♡ LILY'NİN BAKIŞ AÇISI ♡
Sınıfa doğru yürürken yere baktım, ama gürültülü bir kahkaha patlaması beni olduğum yerde durdurdu.
O kahkahayı biliyordum, bugüne kadar beni hep rahatsız eden bir kahkaha. Yavaşça yukarı baktım ve Asher'ı gördüm, arkadaşı Luke bir şey söylerken başı geriye doğru savrulmuş, gülüyordu.
Luke'un bebek mavisi gözleri beni ilk fark etti ve gözleri bana acımayla doldu, beni incelerken. Asher'ın en iyi arkadaşı olmasına rağmen, bu okulda bana tek bir dostça kelime eden tek kişiydi. Ama yine de en iyi arkadaşının her fırsatta benimle alay etmesini ve bana zorbalık yapmasını engellemedi.
Asher, Luke'un dikkatini neyin çektiğini görmüş olmalı ki, bir saniye içinde başı bana doğru döndü.
Kahretsin, onları görmemiş gibi yap ve yavaşça arkana dön...
"Hey şişko!" Asher'ın derin sesi bağırdı. Kahretsin, tam da benim şansım. "Şişko cevap versene!" Asher bağırmaya devam etti.
Popom şişman bile değil, dümdüz bir pislik.
Sırıttı ve bana doğru kasılarak yürümeye başladı, dağınık siyah saçları attığı her adımda zıplıyordu, buz mavisi gözleri beni yoğun bir şekilde izliyordu.
Ne geleceğini bildiğim için duruşumu düzelttim. Gözümün köşesinden Luke'un hayal kırıklığıyla hafifçe başını salladığını ve arkadaşının bana doğru ilerlemesini izlediğini görebiliyordum.

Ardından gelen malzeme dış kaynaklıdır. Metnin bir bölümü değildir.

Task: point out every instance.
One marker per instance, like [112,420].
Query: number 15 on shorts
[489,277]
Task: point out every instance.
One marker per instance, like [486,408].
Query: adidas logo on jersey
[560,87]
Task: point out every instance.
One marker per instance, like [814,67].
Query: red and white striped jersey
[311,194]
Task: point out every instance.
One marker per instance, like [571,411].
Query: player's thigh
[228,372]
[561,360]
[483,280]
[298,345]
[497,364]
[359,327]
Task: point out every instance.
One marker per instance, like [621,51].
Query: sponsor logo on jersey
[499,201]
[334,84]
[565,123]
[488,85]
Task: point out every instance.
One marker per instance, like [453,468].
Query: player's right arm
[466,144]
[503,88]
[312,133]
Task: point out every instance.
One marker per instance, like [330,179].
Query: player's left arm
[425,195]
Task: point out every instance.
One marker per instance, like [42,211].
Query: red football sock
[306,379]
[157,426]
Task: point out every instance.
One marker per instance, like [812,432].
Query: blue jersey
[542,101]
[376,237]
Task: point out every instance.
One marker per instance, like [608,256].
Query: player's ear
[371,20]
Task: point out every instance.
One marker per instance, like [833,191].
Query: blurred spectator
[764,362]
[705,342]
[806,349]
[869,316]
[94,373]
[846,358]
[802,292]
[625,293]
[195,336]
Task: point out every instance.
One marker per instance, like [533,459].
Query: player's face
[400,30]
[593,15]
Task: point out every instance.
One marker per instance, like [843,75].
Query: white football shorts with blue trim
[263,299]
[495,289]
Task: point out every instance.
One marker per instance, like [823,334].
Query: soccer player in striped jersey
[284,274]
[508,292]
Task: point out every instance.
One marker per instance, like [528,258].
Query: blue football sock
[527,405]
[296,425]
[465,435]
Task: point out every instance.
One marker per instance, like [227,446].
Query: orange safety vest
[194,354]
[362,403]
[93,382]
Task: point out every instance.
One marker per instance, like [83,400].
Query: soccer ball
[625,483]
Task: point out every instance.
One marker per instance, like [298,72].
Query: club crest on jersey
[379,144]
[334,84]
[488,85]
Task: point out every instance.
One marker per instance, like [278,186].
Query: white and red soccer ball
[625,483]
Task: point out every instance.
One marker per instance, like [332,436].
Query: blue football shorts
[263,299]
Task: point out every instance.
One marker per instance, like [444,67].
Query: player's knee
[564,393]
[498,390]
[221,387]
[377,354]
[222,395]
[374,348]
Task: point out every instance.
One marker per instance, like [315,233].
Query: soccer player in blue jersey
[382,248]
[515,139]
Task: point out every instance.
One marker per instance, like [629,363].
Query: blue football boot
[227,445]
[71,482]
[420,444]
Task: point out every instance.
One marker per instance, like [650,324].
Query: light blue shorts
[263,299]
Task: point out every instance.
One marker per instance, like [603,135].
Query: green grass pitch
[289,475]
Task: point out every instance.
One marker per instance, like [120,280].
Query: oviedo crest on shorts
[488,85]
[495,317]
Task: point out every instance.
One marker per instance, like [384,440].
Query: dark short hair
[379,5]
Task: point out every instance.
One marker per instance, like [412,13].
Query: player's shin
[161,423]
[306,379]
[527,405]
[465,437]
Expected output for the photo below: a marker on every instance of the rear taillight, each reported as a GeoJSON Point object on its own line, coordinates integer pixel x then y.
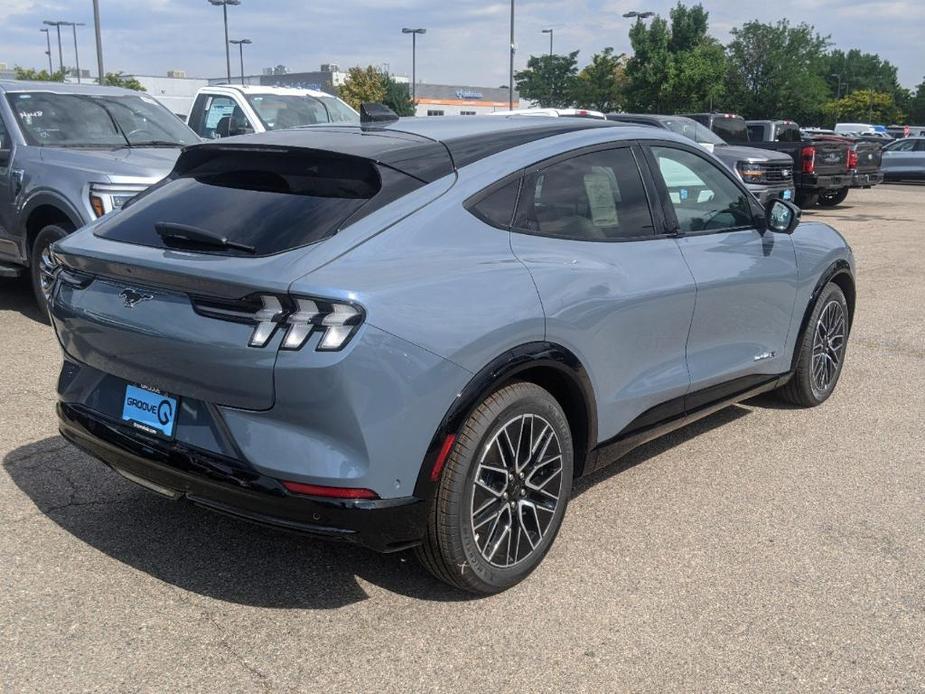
{"type": "Point", "coordinates": [298, 316]}
{"type": "Point", "coordinates": [808, 158]}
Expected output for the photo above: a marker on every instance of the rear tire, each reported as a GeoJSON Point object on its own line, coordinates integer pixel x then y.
{"type": "Point", "coordinates": [821, 352]}
{"type": "Point", "coordinates": [503, 492]}
{"type": "Point", "coordinates": [39, 264]}
{"type": "Point", "coordinates": [831, 198]}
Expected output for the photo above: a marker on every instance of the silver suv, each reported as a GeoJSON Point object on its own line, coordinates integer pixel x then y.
{"type": "Point", "coordinates": [70, 154]}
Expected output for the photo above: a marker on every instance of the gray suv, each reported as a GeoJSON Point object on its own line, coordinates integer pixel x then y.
{"type": "Point", "coordinates": [418, 333]}
{"type": "Point", "coordinates": [68, 155]}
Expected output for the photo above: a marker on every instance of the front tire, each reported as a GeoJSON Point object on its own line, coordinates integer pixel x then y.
{"type": "Point", "coordinates": [40, 264]}
{"type": "Point", "coordinates": [821, 351]}
{"type": "Point", "coordinates": [503, 492]}
{"type": "Point", "coordinates": [831, 198]}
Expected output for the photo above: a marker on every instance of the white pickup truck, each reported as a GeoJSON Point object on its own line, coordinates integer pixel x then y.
{"type": "Point", "coordinates": [226, 110]}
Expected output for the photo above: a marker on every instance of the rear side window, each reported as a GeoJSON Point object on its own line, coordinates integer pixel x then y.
{"type": "Point", "coordinates": [732, 130]}
{"type": "Point", "coordinates": [497, 206]}
{"type": "Point", "coordinates": [268, 201]}
{"type": "Point", "coordinates": [591, 197]}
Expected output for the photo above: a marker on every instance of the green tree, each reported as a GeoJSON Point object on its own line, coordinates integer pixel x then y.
{"type": "Point", "coordinates": [676, 66]}
{"type": "Point", "coordinates": [776, 71]}
{"type": "Point", "coordinates": [601, 84]}
{"type": "Point", "coordinates": [397, 96]}
{"type": "Point", "coordinates": [118, 79]}
{"type": "Point", "coordinates": [865, 106]}
{"type": "Point", "coordinates": [549, 80]}
{"type": "Point", "coordinates": [23, 73]}
{"type": "Point", "coordinates": [916, 107]}
{"type": "Point", "coordinates": [363, 84]}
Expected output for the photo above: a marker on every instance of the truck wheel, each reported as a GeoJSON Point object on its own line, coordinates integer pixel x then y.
{"type": "Point", "coordinates": [503, 492]}
{"type": "Point", "coordinates": [39, 263]}
{"type": "Point", "coordinates": [831, 198]}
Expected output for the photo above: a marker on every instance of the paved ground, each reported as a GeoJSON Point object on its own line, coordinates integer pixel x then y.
{"type": "Point", "coordinates": [762, 549]}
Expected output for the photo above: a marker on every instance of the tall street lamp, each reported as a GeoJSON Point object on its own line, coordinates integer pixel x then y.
{"type": "Point", "coordinates": [57, 26]}
{"type": "Point", "coordinates": [224, 5]}
{"type": "Point", "coordinates": [548, 31]}
{"type": "Point", "coordinates": [414, 50]}
{"type": "Point", "coordinates": [74, 26]}
{"type": "Point", "coordinates": [99, 40]}
{"type": "Point", "coordinates": [510, 80]}
{"type": "Point", "coordinates": [48, 50]}
{"type": "Point", "coordinates": [240, 43]}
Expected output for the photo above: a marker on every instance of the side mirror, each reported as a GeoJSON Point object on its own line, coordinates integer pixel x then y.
{"type": "Point", "coordinates": [782, 216]}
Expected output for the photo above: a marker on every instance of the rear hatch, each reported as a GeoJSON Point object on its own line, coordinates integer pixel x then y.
{"type": "Point", "coordinates": [170, 292]}
{"type": "Point", "coordinates": [869, 156]}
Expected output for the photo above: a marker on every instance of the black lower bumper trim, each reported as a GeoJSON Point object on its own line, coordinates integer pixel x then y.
{"type": "Point", "coordinates": [234, 488]}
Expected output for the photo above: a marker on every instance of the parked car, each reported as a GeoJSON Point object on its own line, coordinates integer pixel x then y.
{"type": "Point", "coordinates": [227, 110]}
{"type": "Point", "coordinates": [68, 155]}
{"type": "Point", "coordinates": [820, 167]}
{"type": "Point", "coordinates": [767, 175]}
{"type": "Point", "coordinates": [419, 334]}
{"type": "Point", "coordinates": [554, 112]}
{"type": "Point", "coordinates": [904, 159]}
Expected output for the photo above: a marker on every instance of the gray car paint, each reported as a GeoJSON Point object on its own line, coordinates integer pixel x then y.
{"type": "Point", "coordinates": [61, 177]}
{"type": "Point", "coordinates": [444, 294]}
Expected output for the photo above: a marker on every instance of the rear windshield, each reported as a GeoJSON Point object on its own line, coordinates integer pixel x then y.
{"type": "Point", "coordinates": [258, 203]}
{"type": "Point", "coordinates": [732, 130]}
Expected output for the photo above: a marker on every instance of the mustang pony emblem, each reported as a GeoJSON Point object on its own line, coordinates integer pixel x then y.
{"type": "Point", "coordinates": [130, 297]}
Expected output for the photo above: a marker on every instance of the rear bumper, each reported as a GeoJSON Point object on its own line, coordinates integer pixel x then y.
{"type": "Point", "coordinates": [235, 488]}
{"type": "Point", "coordinates": [866, 180]}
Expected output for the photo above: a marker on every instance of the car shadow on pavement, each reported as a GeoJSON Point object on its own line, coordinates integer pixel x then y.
{"type": "Point", "coordinates": [228, 559]}
{"type": "Point", "coordinates": [16, 295]}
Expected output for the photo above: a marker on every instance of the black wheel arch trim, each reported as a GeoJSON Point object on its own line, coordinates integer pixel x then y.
{"type": "Point", "coordinates": [502, 369]}
{"type": "Point", "coordinates": [839, 268]}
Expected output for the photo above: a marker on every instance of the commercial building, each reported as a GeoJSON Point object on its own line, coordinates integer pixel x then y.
{"type": "Point", "coordinates": [459, 100]}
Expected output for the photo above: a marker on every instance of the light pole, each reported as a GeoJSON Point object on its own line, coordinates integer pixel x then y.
{"type": "Point", "coordinates": [74, 26]}
{"type": "Point", "coordinates": [240, 43]}
{"type": "Point", "coordinates": [224, 5]}
{"type": "Point", "coordinates": [48, 50]}
{"type": "Point", "coordinates": [414, 51]}
{"type": "Point", "coordinates": [510, 81]}
{"type": "Point", "coordinates": [548, 31]}
{"type": "Point", "coordinates": [57, 25]}
{"type": "Point", "coordinates": [99, 40]}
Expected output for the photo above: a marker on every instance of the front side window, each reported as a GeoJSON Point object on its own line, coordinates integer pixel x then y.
{"type": "Point", "coordinates": [92, 120]}
{"type": "Point", "coordinates": [703, 197]}
{"type": "Point", "coordinates": [279, 111]}
{"type": "Point", "coordinates": [590, 197]}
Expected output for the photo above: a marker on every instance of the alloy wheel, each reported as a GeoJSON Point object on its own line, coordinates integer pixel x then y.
{"type": "Point", "coordinates": [828, 347]}
{"type": "Point", "coordinates": [516, 491]}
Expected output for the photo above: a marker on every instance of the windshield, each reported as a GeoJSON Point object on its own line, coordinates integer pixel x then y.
{"type": "Point", "coordinates": [693, 130]}
{"type": "Point", "coordinates": [278, 111]}
{"type": "Point", "coordinates": [92, 120]}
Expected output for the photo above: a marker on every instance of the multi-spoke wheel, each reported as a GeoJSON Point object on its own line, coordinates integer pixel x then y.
{"type": "Point", "coordinates": [821, 352]}
{"type": "Point", "coordinates": [503, 491]}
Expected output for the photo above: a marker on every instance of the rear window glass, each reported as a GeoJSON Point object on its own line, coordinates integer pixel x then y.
{"type": "Point", "coordinates": [732, 130]}
{"type": "Point", "coordinates": [267, 201]}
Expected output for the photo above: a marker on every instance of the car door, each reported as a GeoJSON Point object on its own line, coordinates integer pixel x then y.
{"type": "Point", "coordinates": [614, 287]}
{"type": "Point", "coordinates": [746, 279]}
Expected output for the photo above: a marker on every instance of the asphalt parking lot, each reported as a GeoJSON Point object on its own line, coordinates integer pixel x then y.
{"type": "Point", "coordinates": [764, 548]}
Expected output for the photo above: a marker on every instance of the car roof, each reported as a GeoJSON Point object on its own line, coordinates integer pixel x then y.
{"type": "Point", "coordinates": [63, 88]}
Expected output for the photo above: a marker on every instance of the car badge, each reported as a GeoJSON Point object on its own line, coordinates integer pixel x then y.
{"type": "Point", "coordinates": [130, 297]}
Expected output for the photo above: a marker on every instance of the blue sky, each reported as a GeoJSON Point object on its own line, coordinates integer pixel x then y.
{"type": "Point", "coordinates": [466, 41]}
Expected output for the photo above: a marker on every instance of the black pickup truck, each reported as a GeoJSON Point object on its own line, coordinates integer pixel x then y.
{"type": "Point", "coordinates": [821, 167]}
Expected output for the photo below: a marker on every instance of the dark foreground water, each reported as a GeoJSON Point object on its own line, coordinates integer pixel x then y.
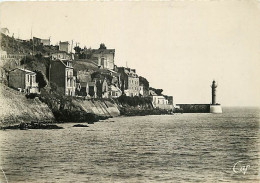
{"type": "Point", "coordinates": [177, 148]}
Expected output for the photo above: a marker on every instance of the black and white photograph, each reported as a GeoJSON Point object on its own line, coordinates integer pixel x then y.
{"type": "Point", "coordinates": [130, 91]}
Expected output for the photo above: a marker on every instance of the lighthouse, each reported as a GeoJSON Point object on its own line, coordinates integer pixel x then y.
{"type": "Point", "coordinates": [214, 107]}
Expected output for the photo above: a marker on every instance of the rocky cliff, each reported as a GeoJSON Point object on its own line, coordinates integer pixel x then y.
{"type": "Point", "coordinates": [16, 108]}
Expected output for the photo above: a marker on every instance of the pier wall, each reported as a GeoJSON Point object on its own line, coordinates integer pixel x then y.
{"type": "Point", "coordinates": [194, 108]}
{"type": "Point", "coordinates": [100, 108]}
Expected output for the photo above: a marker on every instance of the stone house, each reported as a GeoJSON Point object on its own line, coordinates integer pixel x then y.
{"type": "Point", "coordinates": [161, 102]}
{"type": "Point", "coordinates": [144, 92]}
{"type": "Point", "coordinates": [61, 73]}
{"type": "Point", "coordinates": [46, 42]}
{"type": "Point", "coordinates": [114, 91]}
{"type": "Point", "coordinates": [102, 87]}
{"type": "Point", "coordinates": [129, 81]}
{"type": "Point", "coordinates": [105, 58]}
{"type": "Point", "coordinates": [62, 55]}
{"type": "Point", "coordinates": [87, 89]}
{"type": "Point", "coordinates": [64, 46]}
{"type": "Point", "coordinates": [24, 80]}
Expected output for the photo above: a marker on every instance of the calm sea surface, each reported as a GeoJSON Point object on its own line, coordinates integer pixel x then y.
{"type": "Point", "coordinates": [176, 148]}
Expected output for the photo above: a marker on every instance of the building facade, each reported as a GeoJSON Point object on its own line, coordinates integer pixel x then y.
{"type": "Point", "coordinates": [105, 58]}
{"type": "Point", "coordinates": [64, 46]}
{"type": "Point", "coordinates": [23, 80]}
{"type": "Point", "coordinates": [61, 73]}
{"type": "Point", "coordinates": [62, 55]}
{"type": "Point", "coordinates": [161, 102]}
{"type": "Point", "coordinates": [129, 81]}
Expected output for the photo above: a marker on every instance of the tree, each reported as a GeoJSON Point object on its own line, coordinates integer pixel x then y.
{"type": "Point", "coordinates": [41, 79]}
{"type": "Point", "coordinates": [77, 49]}
{"type": "Point", "coordinates": [157, 91]}
{"type": "Point", "coordinates": [102, 46]}
{"type": "Point", "coordinates": [144, 82]}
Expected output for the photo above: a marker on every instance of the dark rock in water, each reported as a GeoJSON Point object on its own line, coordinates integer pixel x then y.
{"type": "Point", "coordinates": [33, 125]}
{"type": "Point", "coordinates": [80, 125]}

Asher'ın dağınık siyah saçları alnına düşüyor, her yürüdüğünde zıplıyordu. Büyüleyici mavi gözleri çok güzeldi ve herkesi suskun bırakıyordu.
Dolgun kırmızı dudakları her zaman bir sırıtış veya homurtu halindeydi. Bir erkekte şimdiye kadar gördüğüm en keskin çene hattına sahipti.
Yani özetlemek gerekirse Asher, şimdiye kadar gördüğüm en yakışıklı adam, çok kötü ki bir pislik.
Bu okuldaki her erkeğin giymek zorunda olduğu beyaz uzun kollu gömlek ona tam oturuyordu ve gerçekten bakarsanız kollarındaki dövmelerin dışarı sızdığını görebilirdiniz.
Ayrıca koyu mavi bir kravat takması gerekiyordu ama asla takmadı ve bunun için asla başı belaya girmedi.
Sonuçta bu Asher Grey'di, adam cinayetten bile kurtulabilirdi çünkü ailesi her şeyin parasını ödeyebilirdi.
1.85'lik boyu sonunda 1.55'lik boyumun üzerinde belirdi ve ona bakmak için boynumu yukarı kaldırmak zorunda kaldım. Kırmızı dolgun dudakları, savunmasız halime bakarken bir sırıtışla ayrıldı.
"Ah burada neyimiz var?" Pürüzlü derin sesi duyuldu.
O güzel gözleriyle bana bakarken tamamen donmuştum. Parmaklarım, bakışlarından kaçınmak için gergin bir şekilde etrafıma bakınırken eteğimin kumaşını parmaklarımın arasına sıkıştırdı.
Görmezden gelinmekten hoşlanmamış olmalı ki, bir sonraki şey bir köşeye sıkıştırılmıştım. Ellerinden biri başımın yanına yerleştirilmiş, beni köklenmiş halde tutuyordu.
"Ne, dilini mi yuttun?" diye tısladı. Başı şimdi eğilmişti, yüzümden birkaç santim uzaktaydı.
Yakınlığı karşısında yutkundum, ona bu kadar yakın olmak bana her zaman istenmeyen ürpertiler veriyordu.
Gözlerimi ondan kaçırdım ve hayır anlamında başımı salladım. Bu onu güldürdü ve gözlerimin yaşlarla dolduğunu görmesini engellemek için gözlerimi yere indirdim. Henüz tek bir derse bile girmedim ve şimdiden kötü bir gün geçiriyorum.
"Çok zayıfsın." diye homurdandı ve biraz geri çekildi. Tutulduğumu bilmediğim nefesi verdim ve konuşmak için ağzımı açtım. Zayıf olarak adlandırılmaktan nefret ediyordum ve o bunu biliyordu.